A few limitations should be mentioned. First, this was a single-centre study with patients that received only transpedicular fixation of the spine without spinal cord surgery. Second, it should also be noted that we did not use placebo (saline) for injection in the general anaesthesia group without the regional component, as it can play a role in the analgesic component. Third, the heterogeneity of the spine surgeries performed should be considered. The number of segments operated varied from 2 to 15 and the duration of surgery ranged from 65 to 360 min, which probably can result in different intensity of postoperative pain, limited by the randomisation. Besides, despite the fact that we stratified patients by age to determine testosterone levels, mechanical pain threshold and hyperalgesia in younger patients may differ from older patients. Finally, we did not analyse the serum testosterone, cortisol, C-reactive protein, and glucose levels after discharge from the hospital. Additionally, we did not evaluate the chronicity of pain several months after the surgery and we did not investigate its relationship with the performed spinal surgery. Therefore, we are limited in the conclusion that those laboratory and instrumental indicators obtained during the patient’s stay at the hospital can indicate the chronisation of acute pain.

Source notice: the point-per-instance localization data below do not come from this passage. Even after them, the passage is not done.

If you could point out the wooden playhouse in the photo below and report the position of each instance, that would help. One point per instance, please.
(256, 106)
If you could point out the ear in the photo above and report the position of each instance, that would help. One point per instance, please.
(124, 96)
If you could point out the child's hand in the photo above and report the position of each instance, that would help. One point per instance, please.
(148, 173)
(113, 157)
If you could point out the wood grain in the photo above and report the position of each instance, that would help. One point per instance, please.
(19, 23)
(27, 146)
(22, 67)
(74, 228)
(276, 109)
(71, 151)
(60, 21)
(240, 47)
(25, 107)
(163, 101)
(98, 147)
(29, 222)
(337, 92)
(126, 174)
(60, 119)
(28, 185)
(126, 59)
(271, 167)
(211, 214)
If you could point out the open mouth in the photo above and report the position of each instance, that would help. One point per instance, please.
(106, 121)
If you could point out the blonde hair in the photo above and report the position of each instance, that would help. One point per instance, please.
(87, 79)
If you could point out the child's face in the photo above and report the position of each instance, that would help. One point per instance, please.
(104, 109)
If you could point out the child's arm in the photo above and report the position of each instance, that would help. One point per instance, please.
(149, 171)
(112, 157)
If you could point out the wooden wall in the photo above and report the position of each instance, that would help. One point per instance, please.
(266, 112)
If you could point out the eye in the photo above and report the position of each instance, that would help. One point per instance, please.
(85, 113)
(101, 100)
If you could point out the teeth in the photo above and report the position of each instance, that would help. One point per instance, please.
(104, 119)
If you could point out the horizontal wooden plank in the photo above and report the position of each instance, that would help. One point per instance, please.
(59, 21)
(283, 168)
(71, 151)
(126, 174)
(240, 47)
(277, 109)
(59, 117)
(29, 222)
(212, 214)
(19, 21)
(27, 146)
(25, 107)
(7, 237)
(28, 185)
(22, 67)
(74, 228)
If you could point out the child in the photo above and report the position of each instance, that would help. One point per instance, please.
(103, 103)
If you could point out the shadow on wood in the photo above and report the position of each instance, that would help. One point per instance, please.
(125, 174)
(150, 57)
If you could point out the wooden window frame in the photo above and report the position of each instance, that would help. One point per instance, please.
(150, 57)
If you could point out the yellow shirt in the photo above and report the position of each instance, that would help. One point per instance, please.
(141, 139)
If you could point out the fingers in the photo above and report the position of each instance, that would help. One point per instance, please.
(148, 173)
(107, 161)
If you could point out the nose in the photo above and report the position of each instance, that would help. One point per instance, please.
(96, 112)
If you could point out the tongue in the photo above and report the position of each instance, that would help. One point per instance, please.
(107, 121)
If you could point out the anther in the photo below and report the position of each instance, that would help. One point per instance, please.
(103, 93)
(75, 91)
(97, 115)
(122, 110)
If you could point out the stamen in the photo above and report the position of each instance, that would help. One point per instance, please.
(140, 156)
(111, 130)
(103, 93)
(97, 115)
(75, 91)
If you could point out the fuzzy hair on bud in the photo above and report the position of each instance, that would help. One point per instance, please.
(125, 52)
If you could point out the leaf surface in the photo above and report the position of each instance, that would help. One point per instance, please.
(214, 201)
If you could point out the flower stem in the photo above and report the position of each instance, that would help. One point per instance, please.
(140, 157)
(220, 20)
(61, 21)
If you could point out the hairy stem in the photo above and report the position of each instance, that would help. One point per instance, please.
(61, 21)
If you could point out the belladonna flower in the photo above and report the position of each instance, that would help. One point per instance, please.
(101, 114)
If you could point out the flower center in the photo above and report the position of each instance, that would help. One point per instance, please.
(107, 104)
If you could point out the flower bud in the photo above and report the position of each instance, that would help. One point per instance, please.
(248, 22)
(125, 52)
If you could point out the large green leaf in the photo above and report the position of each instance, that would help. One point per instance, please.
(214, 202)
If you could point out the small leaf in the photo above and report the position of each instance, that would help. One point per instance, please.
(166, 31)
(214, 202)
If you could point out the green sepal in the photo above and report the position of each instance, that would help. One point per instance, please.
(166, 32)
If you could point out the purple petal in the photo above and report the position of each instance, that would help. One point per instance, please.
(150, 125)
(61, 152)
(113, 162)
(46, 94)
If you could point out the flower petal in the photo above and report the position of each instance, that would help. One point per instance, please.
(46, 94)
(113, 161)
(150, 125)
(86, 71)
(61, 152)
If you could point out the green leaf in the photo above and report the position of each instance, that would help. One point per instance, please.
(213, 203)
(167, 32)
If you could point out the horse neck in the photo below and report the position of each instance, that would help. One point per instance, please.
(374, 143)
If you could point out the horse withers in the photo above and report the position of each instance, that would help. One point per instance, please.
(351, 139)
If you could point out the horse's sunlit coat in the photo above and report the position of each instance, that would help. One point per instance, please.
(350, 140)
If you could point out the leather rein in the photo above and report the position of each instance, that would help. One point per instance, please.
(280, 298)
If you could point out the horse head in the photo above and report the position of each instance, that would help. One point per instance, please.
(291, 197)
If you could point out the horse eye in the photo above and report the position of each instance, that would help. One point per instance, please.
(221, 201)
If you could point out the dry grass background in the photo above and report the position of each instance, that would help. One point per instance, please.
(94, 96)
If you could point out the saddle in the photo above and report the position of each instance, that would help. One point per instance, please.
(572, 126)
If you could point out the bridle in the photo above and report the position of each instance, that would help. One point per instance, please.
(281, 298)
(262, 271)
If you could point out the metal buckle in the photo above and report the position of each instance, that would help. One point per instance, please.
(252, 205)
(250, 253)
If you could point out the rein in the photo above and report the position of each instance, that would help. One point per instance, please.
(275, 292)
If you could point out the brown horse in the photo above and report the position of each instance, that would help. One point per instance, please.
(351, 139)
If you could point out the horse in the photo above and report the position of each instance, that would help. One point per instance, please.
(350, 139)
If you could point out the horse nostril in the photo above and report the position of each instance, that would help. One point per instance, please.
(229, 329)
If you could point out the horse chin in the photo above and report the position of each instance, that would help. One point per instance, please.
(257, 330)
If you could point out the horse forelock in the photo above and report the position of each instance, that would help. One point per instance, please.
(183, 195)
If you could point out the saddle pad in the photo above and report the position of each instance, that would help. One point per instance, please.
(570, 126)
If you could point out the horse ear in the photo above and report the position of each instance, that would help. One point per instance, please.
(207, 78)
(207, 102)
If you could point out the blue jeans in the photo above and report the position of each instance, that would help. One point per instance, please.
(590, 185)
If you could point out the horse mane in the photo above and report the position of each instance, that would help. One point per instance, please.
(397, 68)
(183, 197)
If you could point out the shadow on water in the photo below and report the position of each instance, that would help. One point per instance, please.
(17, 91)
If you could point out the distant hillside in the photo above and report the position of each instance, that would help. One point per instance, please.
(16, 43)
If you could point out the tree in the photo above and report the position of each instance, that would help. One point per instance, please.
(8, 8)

Thus, regional anaesthesia is not the only effective and safe method for reducing intra- and postoperative pain. Employing BESPB reduces the quantity of opioid analgesic after surgical correction of spinal deformities. Due to the elimination of the negative effects of pain and opiates on the neuroendocrine regulation of endogenous hormones and anti-inflammatory cytokine synthesis, BESPB not only reduces the body’s stress response to surgical trauma but also does not trigger the mechanism of hyperalgesia and, possibly, chronisation of acute postoperative pain.

Conclusion

Employing bilateral erector spinae plane block as a component of general anaesthesia for spine surgery reduces the incidence of hyperalgesia and the quantity of opioid analgesics used during surgery and in the postoperative period. We can propose to use the serum testosterone, cortisol, C-reactive protein, and glucose levels as the laboratory markers of hyperalgesia, but further research is necessary.